My favorite time of year begins at the start of football season, and it’s not just because I love a good game of football. It’s everything else, too: the cooler weather (even though just today the temperature around here got up to over 70 degrees before plummeting into the 20s), the holiday decorations, the family gatherings, the comfort food, the turning leaves, the breaks from work. This final week before Christmas, though, has always been bitter-sweet for me because, although I’m excited about Christmas Day, I also know that that day signifies the end of my favorite season. And yeah, there’s New Years Day and Día de los Reyes and even the Superbowl, but those are just after-thoughts to me. They’re just there to soften the blow when you’re hit by the harsh realization that next Christmas is a whole entire year away.
The past few days leading up to this final week have been interesting. So many things going on, so many emotions. Feeling blessed one second and guilty the next. Thankful for living conditions in which my loved ones and I are safe, healthy, well-nourished, and comfortable every day, and at the same time heartbroken for those who have nothing left. I’m worried about the future in a way I’ve never really been, and everything just seems to be tinged with negative thoughts. I’m still hopeful, but less so, you know? Like there’s just a shadow of a doubt hovering over everything, and maybe that’s the way it ought to have been all along, I don’t know.
I came to another realization this week. You know how when you start dating someone, or even when you just meet someone as a friend, and you start to get to know them and you think they’re freaking amazing at first–like everything they say and do is so fantastic, so witty, so creative, whatever–but then, over time you inevitably begin to see their faults and their flaws, and for a moment you’re disappointed, maybe angry, maybe sad, or at least your expectations are shattered… and it’s not their fault–it’s yours for having had such high expectations of them–but it still hurts? Well, this week I discovered that the same thing happens between parents and their kids. There comes a time when, as a son or daughter, you suddenly look at your mother or your father and see not a mother or a father but just an ordinary person. Not an all-knowing superhero with the power to make everything better, but just a less than perfect human being. You begin to see flaws you hadn’t seen before, and it’s uncomfortable, unsettling, even scary in a way.

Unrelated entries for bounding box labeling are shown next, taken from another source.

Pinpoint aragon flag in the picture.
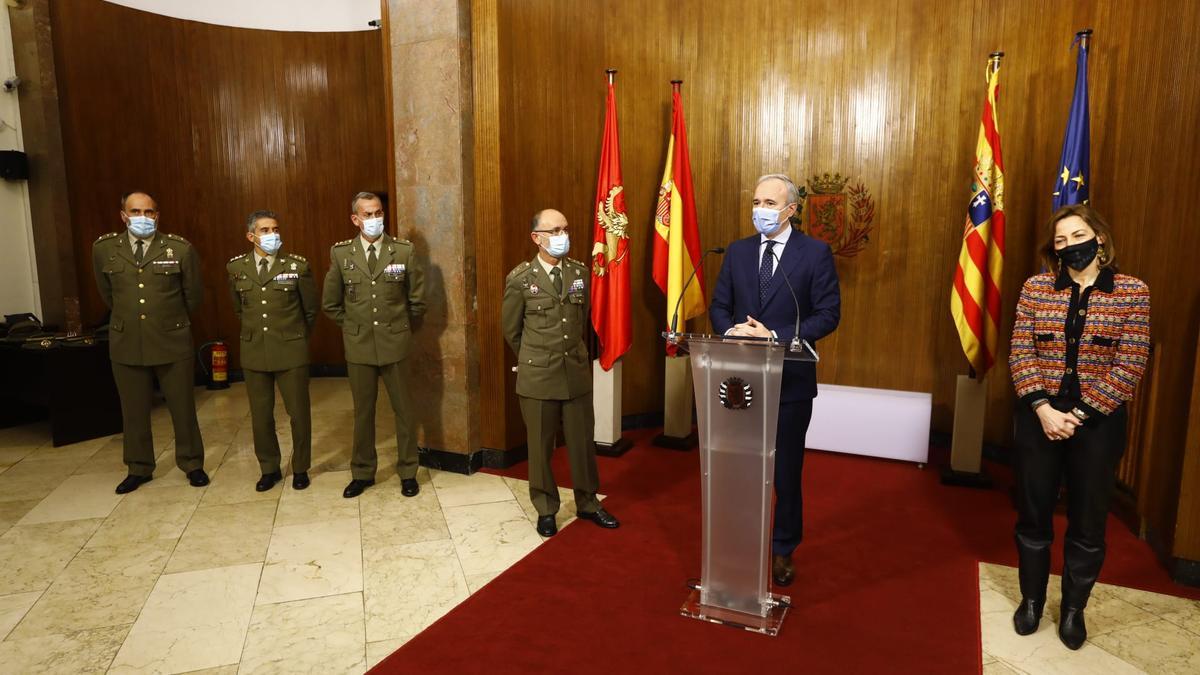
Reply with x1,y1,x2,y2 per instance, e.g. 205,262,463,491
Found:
654,80,704,354
592,71,634,370
950,52,1004,377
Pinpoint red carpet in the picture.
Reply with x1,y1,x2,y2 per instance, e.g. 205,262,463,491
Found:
374,430,1200,674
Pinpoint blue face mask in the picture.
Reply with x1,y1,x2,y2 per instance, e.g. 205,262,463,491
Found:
130,216,155,239
546,233,571,258
362,217,383,239
258,232,283,256
750,207,786,235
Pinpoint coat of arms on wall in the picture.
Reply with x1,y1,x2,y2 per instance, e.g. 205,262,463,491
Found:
802,173,875,258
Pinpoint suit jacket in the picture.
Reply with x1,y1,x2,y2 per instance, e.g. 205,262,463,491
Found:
91,231,204,365
708,229,841,402
502,253,592,400
322,233,425,365
226,252,317,371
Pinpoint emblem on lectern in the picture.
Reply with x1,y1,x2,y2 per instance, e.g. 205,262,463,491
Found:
716,377,754,410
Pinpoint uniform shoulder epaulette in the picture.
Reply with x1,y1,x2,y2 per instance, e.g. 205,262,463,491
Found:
504,261,529,281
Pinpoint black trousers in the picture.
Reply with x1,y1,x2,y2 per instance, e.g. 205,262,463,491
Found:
1013,404,1127,609
770,399,812,556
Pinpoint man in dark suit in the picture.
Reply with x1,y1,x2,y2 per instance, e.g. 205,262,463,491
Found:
708,174,841,586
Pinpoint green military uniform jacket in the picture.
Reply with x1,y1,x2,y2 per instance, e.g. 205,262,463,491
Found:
502,253,592,400
91,231,204,365
322,233,425,365
226,251,317,372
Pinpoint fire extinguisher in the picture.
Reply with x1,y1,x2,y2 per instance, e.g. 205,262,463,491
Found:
197,340,229,389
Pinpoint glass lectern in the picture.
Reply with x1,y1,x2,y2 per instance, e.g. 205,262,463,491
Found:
662,333,818,635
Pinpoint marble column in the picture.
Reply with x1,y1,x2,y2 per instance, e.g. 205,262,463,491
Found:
385,0,480,454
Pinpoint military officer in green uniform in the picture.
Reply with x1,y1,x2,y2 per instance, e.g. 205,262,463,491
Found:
226,210,317,492
503,209,620,537
91,192,209,495
322,192,425,497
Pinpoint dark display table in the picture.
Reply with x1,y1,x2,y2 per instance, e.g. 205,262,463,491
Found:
0,339,121,447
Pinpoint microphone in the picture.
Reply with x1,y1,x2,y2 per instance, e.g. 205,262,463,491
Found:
671,246,724,335
767,246,800,352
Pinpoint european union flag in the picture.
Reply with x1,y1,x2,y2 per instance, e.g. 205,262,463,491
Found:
1054,29,1092,211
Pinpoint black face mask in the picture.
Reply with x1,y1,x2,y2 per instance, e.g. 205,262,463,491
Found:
1055,237,1100,271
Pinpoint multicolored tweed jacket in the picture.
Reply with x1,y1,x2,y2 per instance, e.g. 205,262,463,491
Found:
1008,270,1150,416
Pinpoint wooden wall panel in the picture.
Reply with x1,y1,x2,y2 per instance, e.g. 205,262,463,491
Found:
52,0,384,364
480,0,1200,547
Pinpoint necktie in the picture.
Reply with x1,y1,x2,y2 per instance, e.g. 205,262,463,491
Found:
758,239,776,306
550,267,563,298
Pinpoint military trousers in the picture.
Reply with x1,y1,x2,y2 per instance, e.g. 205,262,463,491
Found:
517,392,600,515
346,362,418,480
242,365,312,474
113,358,204,476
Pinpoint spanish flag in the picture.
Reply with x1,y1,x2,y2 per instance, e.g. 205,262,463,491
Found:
950,52,1004,377
654,80,704,353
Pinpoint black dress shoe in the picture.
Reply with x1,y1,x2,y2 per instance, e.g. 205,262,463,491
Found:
254,471,283,492
1013,598,1044,635
400,478,421,497
342,478,374,500
116,473,154,495
578,508,620,530
770,555,796,586
1058,607,1087,650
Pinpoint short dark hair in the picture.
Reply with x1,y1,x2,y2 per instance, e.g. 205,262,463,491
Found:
1038,204,1117,271
246,209,280,232
350,192,383,214
121,190,158,211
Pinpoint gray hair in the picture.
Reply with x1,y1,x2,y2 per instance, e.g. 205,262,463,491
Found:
350,192,383,214
121,190,158,211
754,173,800,204
246,209,280,232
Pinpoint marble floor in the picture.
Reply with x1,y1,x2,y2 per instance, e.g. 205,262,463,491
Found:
979,563,1200,675
0,378,575,674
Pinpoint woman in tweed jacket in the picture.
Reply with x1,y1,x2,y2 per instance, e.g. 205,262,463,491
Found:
1008,204,1150,650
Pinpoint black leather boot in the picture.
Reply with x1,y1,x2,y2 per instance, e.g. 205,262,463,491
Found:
1058,607,1087,650
1013,598,1045,635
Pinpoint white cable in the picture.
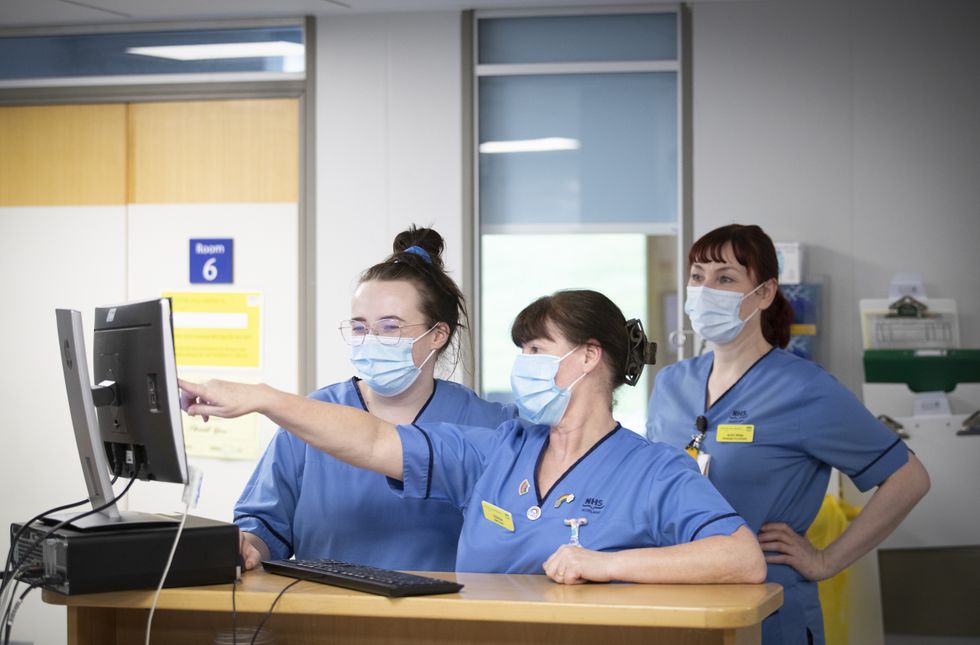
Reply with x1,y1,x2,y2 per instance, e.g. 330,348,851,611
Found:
145,464,204,645
146,502,191,645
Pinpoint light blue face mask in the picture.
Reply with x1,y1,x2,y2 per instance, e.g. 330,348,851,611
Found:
510,345,585,426
350,325,436,396
684,282,765,344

Yeah. I think my kids have reached that stage. I’m starting to lose my super powers, and it sucks. I know it’s okay. It happens to everyone, I guess, but that doesn’t make it hurt any less. It’s like they’re seeing for the first time that Wonder Woman’s powers were only special effects, that her Lasso of Truth was just a regular rope and that her invisible plane was nothing but air. I know it’s important for them to see that I am just an ordinary, imperfect person with faults and flaws aplenty, but at the same time a part of me feels as if I’m letting them down.
I guess this is what happens when your kids start to grow up. Pretty soon their childhood will be gone altogether, and all I will have left are my memories of the time when they thought I was as close to perfect as I could possibly be. Sigh… but it’ll be okay. It’s just another season, right? And there will always be something to celebrate, like leaves sprouting and birds chirping happily in the spring. Besides, they still love me, and honestly I should be grateful because instead of loving a fictional Hollywood character, they are beginning to love the Lynda Carter in me. I can live with that.